The athletic apparel designer and manufacturer Nike (NKE -0.74%), best known for the marketing slogan "Just Do It" and the Nike check mark or "Swoosh," was one of the three components added to the Dow Jones Industrial Average (^DJI -0.98%) this past September. The addition happened in a trade where Hewlett-Packard, Alcoa, and Bank of America were removed from the Dow and Nike, Goldman Sachs, and Visa were added. And despite the fact that Nike has only been a part of the Dow for a few months, if things remain constant, Nike will finish 2013 as the Dow's second-best performer of the year as the stock is currently up more than 53%, just behind Boeing's 78% it has increased year to date.

So, since the company had such a wonderful 2013, as it was added to the most well-known index in the world and produced massive returns, what can investors expect in 2014?

Let's see what Wall Street analysts believe will happen. Earnings growth estimates for the current quarter are pinned at 1.8% -- for the following quarter they are at 6.8% --  a total of 13.4% for the current year. While that's not bad, it's certainly not anything to write home about. Looking further out, those analysts believe growth of 16.1% for 2015 and just 12.69% for the next five years. As for sales, analysts are looking for 8.1% increase this quarter, an 8.7% increase the following quarter and 8.7% growth this year and next.

Compared to the most recent earnings results when Nike posted quarter revenue growth of 7.7%, slightly below what analyst are looking for this coming quarter, the apparel company reported a 37.6% increase to earnings last quarter, which makes the 1.8% growth expected during the current three-month period a little more understandable.

But when these growth rates are compared to Nike's competition, the company stacks up very well, especially considering it is multiple times larger than its closest rival.

Name

Market Cap

Past Qtr. Growth Revenue/Earnings

Current Qtr. Growth

Next Qtr. Growth

This Year's Growth

Next Year's Growth

Nike

$70.57 billion

7.7%/37.6%

1.8%

6.8%

13.4%

16.1%

Adidas (ADDYY -0.11%)

$23.25 billion

(7%)/(8.1%)

N/A

N/A

(43.2%)

26.43%

Under Armour (UAA -2.34%)

$8.65 billion

25.7%/27%

12.8%

57.1%

19%

24.3%

lululemon athletica (LULU -1.26%)

$10.16 billion

21.9%/(1.3%)

5.1%

12%

5.9%

26.5%

Source: Yahoo! Finance.

As you can see, while Nike isn't predicted to have the best growth in the coming year, the growth it is being predicted to display is healthy and substantial for a company Nike's size.

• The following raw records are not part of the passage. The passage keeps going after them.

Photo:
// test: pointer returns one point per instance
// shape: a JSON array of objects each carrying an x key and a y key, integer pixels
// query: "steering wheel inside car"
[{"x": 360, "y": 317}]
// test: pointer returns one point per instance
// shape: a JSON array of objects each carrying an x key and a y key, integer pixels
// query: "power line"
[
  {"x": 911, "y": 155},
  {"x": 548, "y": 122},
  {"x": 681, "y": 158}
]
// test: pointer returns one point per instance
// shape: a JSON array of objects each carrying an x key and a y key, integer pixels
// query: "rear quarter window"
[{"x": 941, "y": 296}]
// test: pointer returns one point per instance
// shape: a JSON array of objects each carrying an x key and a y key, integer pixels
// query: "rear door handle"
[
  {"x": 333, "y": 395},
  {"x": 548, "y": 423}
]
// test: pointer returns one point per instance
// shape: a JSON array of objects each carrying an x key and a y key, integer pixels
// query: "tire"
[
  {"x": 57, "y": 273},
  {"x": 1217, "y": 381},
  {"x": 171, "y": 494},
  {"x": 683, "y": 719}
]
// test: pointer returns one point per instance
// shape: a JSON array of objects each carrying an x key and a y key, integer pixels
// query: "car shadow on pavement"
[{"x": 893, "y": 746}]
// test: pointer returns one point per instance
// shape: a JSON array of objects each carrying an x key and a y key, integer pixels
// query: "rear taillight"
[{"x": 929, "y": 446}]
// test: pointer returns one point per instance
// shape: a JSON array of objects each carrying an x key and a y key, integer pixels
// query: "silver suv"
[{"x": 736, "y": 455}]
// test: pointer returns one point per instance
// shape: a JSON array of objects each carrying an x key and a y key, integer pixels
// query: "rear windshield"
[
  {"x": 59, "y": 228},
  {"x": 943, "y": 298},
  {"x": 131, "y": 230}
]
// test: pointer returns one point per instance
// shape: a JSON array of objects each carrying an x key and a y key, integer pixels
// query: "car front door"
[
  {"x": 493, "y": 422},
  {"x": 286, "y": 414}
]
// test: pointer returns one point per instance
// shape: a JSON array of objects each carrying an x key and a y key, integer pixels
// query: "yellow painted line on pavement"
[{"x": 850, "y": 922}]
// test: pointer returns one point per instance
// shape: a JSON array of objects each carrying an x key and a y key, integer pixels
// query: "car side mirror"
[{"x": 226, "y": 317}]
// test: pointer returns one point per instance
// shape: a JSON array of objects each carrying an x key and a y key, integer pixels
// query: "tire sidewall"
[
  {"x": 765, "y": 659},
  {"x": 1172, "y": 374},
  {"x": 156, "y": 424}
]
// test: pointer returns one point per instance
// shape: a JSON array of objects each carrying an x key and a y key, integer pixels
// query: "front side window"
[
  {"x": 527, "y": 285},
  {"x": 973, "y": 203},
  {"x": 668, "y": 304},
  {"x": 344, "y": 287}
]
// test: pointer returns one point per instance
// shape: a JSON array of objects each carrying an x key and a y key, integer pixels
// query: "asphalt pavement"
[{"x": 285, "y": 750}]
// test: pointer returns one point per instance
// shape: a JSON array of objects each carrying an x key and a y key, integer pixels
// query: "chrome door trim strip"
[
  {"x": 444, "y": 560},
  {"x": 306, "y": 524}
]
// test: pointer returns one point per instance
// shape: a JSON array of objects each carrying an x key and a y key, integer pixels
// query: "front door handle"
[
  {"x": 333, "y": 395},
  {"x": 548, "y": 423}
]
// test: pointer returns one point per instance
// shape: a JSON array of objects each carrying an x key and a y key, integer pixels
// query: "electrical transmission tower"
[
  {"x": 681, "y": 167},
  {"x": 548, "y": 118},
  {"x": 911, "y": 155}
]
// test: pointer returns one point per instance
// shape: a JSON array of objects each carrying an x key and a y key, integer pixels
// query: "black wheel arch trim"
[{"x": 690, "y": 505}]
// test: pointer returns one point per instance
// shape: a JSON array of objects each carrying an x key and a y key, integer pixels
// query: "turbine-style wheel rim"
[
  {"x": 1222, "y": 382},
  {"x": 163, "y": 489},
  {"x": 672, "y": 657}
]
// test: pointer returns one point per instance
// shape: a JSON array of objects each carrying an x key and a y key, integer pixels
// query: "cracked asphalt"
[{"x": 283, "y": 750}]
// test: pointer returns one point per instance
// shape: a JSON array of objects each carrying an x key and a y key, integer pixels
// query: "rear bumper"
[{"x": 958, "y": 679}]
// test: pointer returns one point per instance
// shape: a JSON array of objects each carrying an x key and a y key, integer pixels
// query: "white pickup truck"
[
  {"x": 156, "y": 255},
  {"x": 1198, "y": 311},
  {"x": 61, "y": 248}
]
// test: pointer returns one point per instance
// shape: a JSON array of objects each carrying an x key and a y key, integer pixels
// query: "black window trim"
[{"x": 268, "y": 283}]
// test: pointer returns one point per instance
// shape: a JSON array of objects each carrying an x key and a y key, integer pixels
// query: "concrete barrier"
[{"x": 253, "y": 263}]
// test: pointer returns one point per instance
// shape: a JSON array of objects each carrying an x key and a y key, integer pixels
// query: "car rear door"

Furthermore, for a retail/fashion company to not only stick around as long as Nike has, but to be the size that it has grown to and still being expected to grow by double digits, is absolutely amazing. Additionally, when compared side by side, the Under Armours and Lululemons of the world would need to increase their growth dramatically to catch up with Nike and the fact that these new comers like Under Armour and Lululemon, (who may not be new now but weren't around when Nike first started) haven't been able to eat Nike's lunch as we often see in the world of fashion, does say a lot about the Nike brand and customer loyalty. And that is what sets Nike apart from the others.

Like all the great retail/consumer-focused companies, Nike has built a brand that customers know, trust, and are willing to pay a little extra for. On top of that, Nike expanded its brand to the Jordan collection, which started as just shoes but is now its own line of clothing and accessories. They have now not only built one brand but two. As the company continues to expand its reach around the world, grow its product offerings, and develop new brands in the coming year, I believe Nike will not only be able to hit the growth estimates posted above but beat them.

Lastly, you may be wondering which of the athletic retailer would be best to buy going into 2014. Based on all things being considered, it is easy to toss Adidas out from the get-go. Lululemon has experienced a lot of issues over the past year with the sheer, see-through pants and comments from the company's founder, so based on those reasons, I'll toss the lemon away. As for Under Armour and Nike, I believe you can't go wrong with either company. I personally own Under Armour but would be a buyer of Nike at today's price. The only difference I see with the two is that Nike is just a slightly older, more mature, slower-growing company, whereas Under Armour is still experiencing that fast, high growth. But again, either is fine and they both have pros and cons. Nike pays a dividend, Under Armour does not. Under Armour is growing fast and will likely continue to do just that but is still small while Nike is a larger company and can move into any new market around the world and Under Armour just isn't at that level yet.

Final thoughts
All in all, Nike will continue to perform well in 2014 and the coming years due to its brand strength and its ability to constantly stay relevant and on the cutting edge of fashion and athletic technology. Will the stock rise another 50% in 2014? I wouldn't bet on it, but if the company can keep growth rates at a decent level, I believe it will continue to beat the market.